Doch vor der trauten Zusammenarbeit steht ein entscheidender Schritt: Der Pilz muss in den dunklen Weiten des Erdbodens erst einmal den pflanzlichen Partner finden – und umgekehrt. Dafür senden die Pflanzen ein chemisches Signal aus, das im gewünschten Untermieter den Drang auslöst, sich zu verzweigen und die charakteristischen Hyphenfinger zu bilden, mit denen er dann in die Wurzeln eindringt. Welche Substanz genau dahinter steckt, blieb bislang allerdings ein Rätsel: zu gering sind die Konzentrationen, weshalb es Forschern bislang nicht gelungen war, den Signalgeber zu isolieren.

Doch das Team um Kohki Akiyama von der Präfektur-Universität Osaka hat dieses Kunststück nun vollbracht. Die Wissenschaftler schickten ein offensichtlich Verzweigungsstimulanz enthaltendes Extrakt mehrmals über Aktivkohlefilter und reicherten den gesuchten Kandidaten damit an. Dann trennten sie die erhaltenen Rückstände über verschiedene Chromatografie-Verfahren immer weiter auf. Indem sie ständig parallel die Signalwirkung überprüften, konnten sie die Proben eingrenzen und sich auf jene konzentrieren, die überhaupt Wirkung zeigten.
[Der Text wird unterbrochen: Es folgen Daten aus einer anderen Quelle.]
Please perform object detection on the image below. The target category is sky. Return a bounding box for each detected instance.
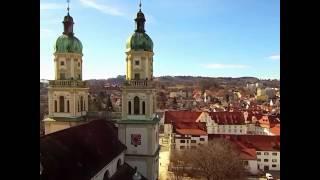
[40,0,280,80]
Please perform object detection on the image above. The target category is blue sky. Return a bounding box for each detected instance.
[40,0,280,79]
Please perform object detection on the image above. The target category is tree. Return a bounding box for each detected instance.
[106,95,113,111]
[171,139,246,180]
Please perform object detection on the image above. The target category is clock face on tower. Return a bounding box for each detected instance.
[131,134,141,147]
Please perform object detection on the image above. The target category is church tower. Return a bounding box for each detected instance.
[44,4,89,134]
[118,3,160,180]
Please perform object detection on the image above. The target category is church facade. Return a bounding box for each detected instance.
[118,3,160,180]
[44,9,89,134]
[43,3,160,180]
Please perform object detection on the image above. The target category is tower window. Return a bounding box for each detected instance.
[54,100,58,112]
[142,101,146,114]
[80,96,83,111]
[133,96,140,114]
[134,73,140,80]
[128,101,131,114]
[59,96,64,112]
[60,73,66,80]
[67,100,70,112]
[117,159,121,170]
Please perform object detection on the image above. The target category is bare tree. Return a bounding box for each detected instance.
[173,139,246,180]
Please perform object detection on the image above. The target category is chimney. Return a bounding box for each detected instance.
[132,167,142,180]
[243,111,249,123]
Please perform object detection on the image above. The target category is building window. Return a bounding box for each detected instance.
[117,159,122,170]
[128,101,131,114]
[133,96,140,114]
[142,101,146,114]
[103,170,110,180]
[54,100,58,112]
[80,96,83,111]
[67,100,70,112]
[134,73,140,80]
[60,73,66,80]
[59,96,64,112]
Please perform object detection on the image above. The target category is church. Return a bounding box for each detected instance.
[40,2,160,180]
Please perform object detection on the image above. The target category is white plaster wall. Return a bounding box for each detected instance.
[257,151,280,171]
[126,160,148,177]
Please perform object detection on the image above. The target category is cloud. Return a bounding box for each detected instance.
[40,3,67,10]
[80,0,124,16]
[268,54,280,60]
[204,64,249,69]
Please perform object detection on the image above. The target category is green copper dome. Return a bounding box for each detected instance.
[54,34,82,54]
[126,32,153,52]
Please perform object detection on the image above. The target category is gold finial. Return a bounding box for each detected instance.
[67,0,70,14]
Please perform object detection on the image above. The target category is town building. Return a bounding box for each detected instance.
[40,120,146,180]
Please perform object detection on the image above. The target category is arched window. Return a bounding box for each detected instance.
[128,101,131,114]
[59,96,64,112]
[117,159,122,170]
[80,96,83,111]
[54,100,58,112]
[103,170,110,180]
[133,96,140,114]
[142,101,146,114]
[67,100,70,112]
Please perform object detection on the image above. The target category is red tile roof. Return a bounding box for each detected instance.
[208,134,280,151]
[176,129,207,135]
[164,111,202,124]
[209,111,245,125]
[270,124,280,136]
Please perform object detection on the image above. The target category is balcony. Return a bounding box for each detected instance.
[49,80,87,87]
[124,80,154,88]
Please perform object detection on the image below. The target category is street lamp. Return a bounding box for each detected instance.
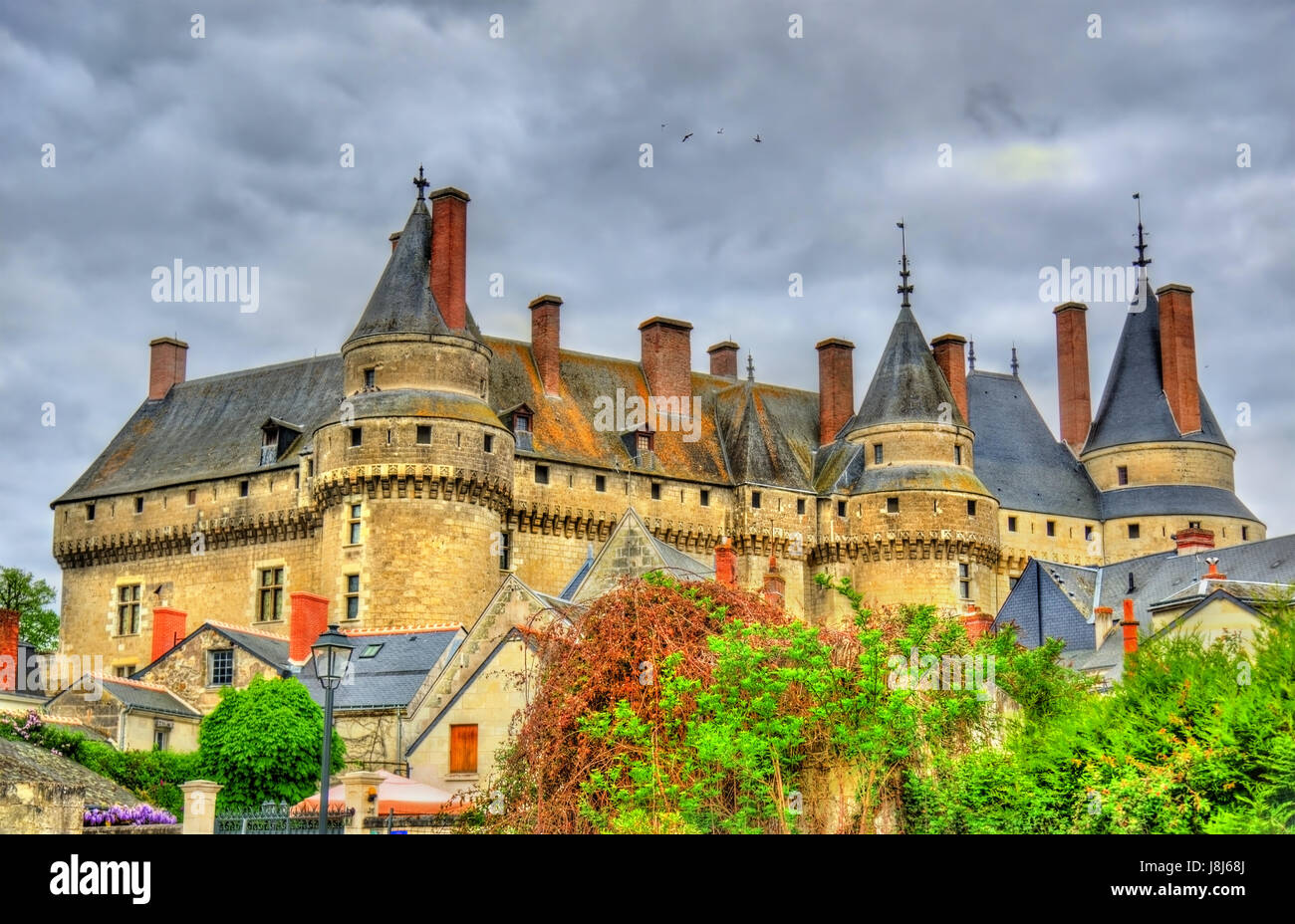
[311,622,355,834]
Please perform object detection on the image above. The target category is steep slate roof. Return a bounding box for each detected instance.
[846,307,966,432]
[1084,278,1227,453]
[967,370,1098,520]
[298,626,463,711]
[55,353,342,504]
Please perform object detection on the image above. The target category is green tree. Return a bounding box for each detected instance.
[198,677,346,808]
[0,569,59,651]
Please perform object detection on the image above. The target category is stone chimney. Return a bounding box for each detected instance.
[1121,599,1137,655]
[715,539,737,587]
[1173,527,1213,556]
[813,337,855,444]
[760,556,787,609]
[1093,607,1115,648]
[1053,302,1093,456]
[1156,282,1200,433]
[429,186,469,331]
[288,590,328,664]
[931,334,971,420]
[149,337,189,401]
[706,341,741,381]
[530,295,562,397]
[0,609,18,691]
[639,317,693,407]
[150,607,189,662]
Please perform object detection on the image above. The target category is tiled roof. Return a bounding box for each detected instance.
[298,625,463,711]
[1084,280,1227,453]
[967,370,1101,520]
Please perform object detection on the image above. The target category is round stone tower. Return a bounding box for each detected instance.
[311,179,514,629]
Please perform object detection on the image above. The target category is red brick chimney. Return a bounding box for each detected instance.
[639,317,693,398]
[959,603,993,644]
[813,337,855,443]
[0,609,18,691]
[1156,282,1200,433]
[1173,527,1213,556]
[530,295,562,396]
[761,556,787,609]
[715,539,737,587]
[1053,302,1093,456]
[706,341,739,381]
[1121,599,1137,655]
[288,590,328,664]
[150,607,189,662]
[429,186,469,331]
[149,337,189,401]
[931,334,971,420]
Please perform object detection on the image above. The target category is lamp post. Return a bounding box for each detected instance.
[311,622,355,834]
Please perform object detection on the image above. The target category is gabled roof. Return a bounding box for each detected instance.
[967,370,1101,520]
[846,306,966,432]
[298,625,466,711]
[1084,277,1227,453]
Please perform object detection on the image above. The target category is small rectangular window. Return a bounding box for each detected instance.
[207,648,234,687]
[346,504,362,545]
[346,575,360,620]
[449,725,476,773]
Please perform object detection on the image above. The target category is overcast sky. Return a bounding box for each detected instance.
[0,0,1295,597]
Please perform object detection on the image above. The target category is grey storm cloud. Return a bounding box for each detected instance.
[0,0,1295,597]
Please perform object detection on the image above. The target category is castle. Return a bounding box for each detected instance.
[52,171,1265,677]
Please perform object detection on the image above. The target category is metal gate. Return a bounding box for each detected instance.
[215,803,355,834]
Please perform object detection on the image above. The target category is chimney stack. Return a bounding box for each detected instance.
[0,609,18,691]
[1053,302,1093,456]
[813,337,855,444]
[931,334,971,420]
[288,590,328,664]
[150,607,189,664]
[530,295,562,397]
[706,341,739,381]
[715,539,737,587]
[1156,282,1200,433]
[639,317,693,410]
[1121,599,1137,655]
[429,186,470,331]
[149,337,189,401]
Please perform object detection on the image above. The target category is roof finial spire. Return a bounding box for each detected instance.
[895,219,913,308]
[1134,193,1152,266]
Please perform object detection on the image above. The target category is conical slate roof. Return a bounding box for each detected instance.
[344,199,449,346]
[1084,276,1227,453]
[847,306,967,432]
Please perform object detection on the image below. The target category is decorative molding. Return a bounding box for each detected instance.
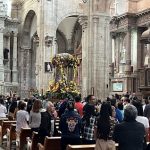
[78,16,88,32]
[45,35,53,47]
[33,33,40,46]
[110,9,150,32]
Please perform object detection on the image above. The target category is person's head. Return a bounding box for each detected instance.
[124,104,137,122]
[46,101,55,113]
[132,100,143,116]
[67,101,74,111]
[17,100,24,110]
[20,102,26,110]
[32,99,42,112]
[75,96,81,102]
[100,102,112,118]
[97,102,111,140]
[86,95,95,104]
[123,97,130,105]
[117,101,123,110]
[0,98,4,105]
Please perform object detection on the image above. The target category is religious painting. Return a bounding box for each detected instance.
[45,62,53,72]
[112,82,123,92]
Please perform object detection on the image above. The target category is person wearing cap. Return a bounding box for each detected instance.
[113,104,145,150]
[60,101,81,150]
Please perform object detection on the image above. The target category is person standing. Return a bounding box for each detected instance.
[75,96,83,117]
[29,99,42,132]
[113,104,145,150]
[0,98,7,118]
[38,102,52,144]
[60,101,81,150]
[95,102,116,150]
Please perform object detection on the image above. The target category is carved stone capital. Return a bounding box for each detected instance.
[78,16,88,31]
[33,34,39,46]
[0,27,5,33]
[93,15,99,23]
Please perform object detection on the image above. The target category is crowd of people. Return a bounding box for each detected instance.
[0,94,150,150]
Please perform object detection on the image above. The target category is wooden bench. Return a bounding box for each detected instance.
[54,117,61,136]
[67,143,118,150]
[67,144,95,150]
[7,124,16,150]
[0,118,8,126]
[0,120,16,144]
[16,128,32,150]
[38,136,61,150]
[27,131,39,150]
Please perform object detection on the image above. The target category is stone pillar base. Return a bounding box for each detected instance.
[12,70,18,84]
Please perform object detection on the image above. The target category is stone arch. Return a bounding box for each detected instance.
[56,12,83,28]
[20,10,38,97]
[56,29,68,53]
[22,10,36,47]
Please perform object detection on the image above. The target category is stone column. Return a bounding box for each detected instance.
[33,34,41,89]
[20,47,31,98]
[115,34,119,73]
[0,26,4,94]
[91,15,99,96]
[125,29,131,76]
[147,44,150,68]
[4,33,11,83]
[43,35,54,91]
[12,33,18,85]
[79,16,88,97]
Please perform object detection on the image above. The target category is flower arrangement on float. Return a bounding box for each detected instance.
[48,53,80,98]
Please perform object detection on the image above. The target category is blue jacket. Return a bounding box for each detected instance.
[60,110,81,138]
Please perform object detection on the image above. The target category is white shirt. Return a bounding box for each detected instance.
[0,104,7,118]
[136,116,149,128]
[16,110,29,132]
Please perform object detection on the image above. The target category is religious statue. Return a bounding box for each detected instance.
[120,46,126,64]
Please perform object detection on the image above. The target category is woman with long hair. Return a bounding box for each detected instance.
[95,102,116,150]
[29,99,42,132]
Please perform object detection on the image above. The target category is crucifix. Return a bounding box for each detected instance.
[114,0,119,16]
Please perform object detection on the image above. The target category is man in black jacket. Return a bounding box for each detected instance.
[39,102,51,144]
[113,104,145,150]
[59,101,81,150]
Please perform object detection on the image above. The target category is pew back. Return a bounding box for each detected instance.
[38,136,61,150]
[67,144,95,150]
[18,128,32,150]
[7,124,16,149]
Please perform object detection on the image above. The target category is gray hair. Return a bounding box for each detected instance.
[45,101,53,110]
[124,104,137,122]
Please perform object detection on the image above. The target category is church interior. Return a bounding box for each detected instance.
[0,0,150,99]
[0,0,150,150]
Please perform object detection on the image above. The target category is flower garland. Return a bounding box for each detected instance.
[49,53,80,98]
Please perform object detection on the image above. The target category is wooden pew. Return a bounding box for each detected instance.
[0,120,16,144]
[27,131,39,150]
[0,118,8,126]
[54,117,61,136]
[67,144,95,150]
[38,136,61,150]
[67,143,118,150]
[7,124,16,150]
[16,128,32,150]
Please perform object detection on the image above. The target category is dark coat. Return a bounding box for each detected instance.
[113,121,145,150]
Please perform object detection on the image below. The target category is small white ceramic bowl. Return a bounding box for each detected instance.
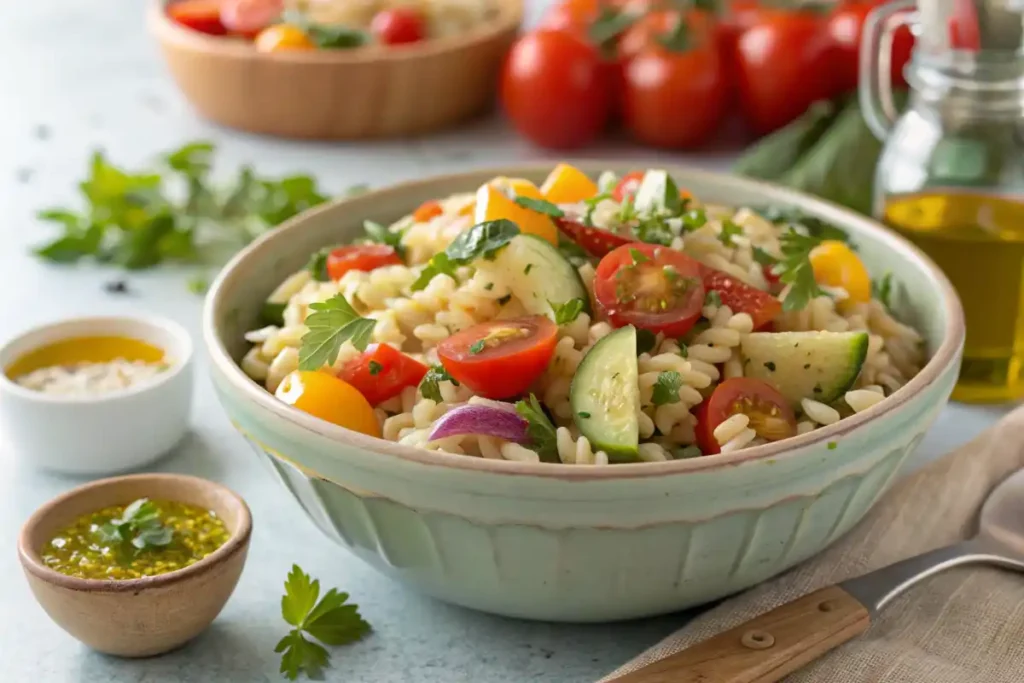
[0,316,193,475]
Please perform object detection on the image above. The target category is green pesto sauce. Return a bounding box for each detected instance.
[40,501,230,581]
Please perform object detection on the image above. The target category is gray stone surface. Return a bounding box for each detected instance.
[0,0,999,683]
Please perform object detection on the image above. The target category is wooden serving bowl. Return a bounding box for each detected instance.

Zum Schluss schickten sie ihren wahrscheinlichsten Kandidaten durch eine penible spektroskopische Analyse – und erlebten eine Überraschung: Sie fanden ein Strigolacton [2]. Die von den Forscher aufgespürte Variante war bislang noch nicht in freier Wildbahn nachgewiesen worden, aber als Kunstprodukt schon entwickelt. Und in der Petrischale zeigte sich schnell, dass auch andere Strigolactone in bereits äußerst geringen Mengen den Verzweigungsdrang anstoßen können, wenn auch mit unterschiedlich großem Erfolg. Dabei spielte es kaum eine Rolle, aus welcher Ecke des Pflanzenreiches sie stammten – ein Hinweis, dass sie wohl schon zu frühesten Zeiten der Lebensgemeinschaft diese Aufgabe übernommen haben.

Doch beschränkte sich die Überraschung nicht darauf, eine Substanz zu finden, die synthetisch schon bekannt. Vielmehr verblüffte die Forscher, dass sie damit einem Angehörigen einer Gruppe von Sesquiterpenen auf die Schliche kamen, die unter Botanikern vor allem dafür bekannt ist, dass sie bei Schmarotzern wie der Sommerwurz (Orobanche spp.) die Samenkeimung auslöst. Offensichtlich wird das uralte Signal als abgehört, spekulieren die Forscher: Zumindest wäre das eine sinnvolle Erklärung für seine keimungsfördernde Wirkung bei Schmarotzern. Zielsicher offenbart es auch ihnen, dass hier eine Nährstoffleitung anzubohren ist. Nur gibt es im Gegensatz zu den Pilzen, die fairen Handel betreiben, von Sommerwurz und Co keine Gegenleistung. Abstauber gibt es eben überall.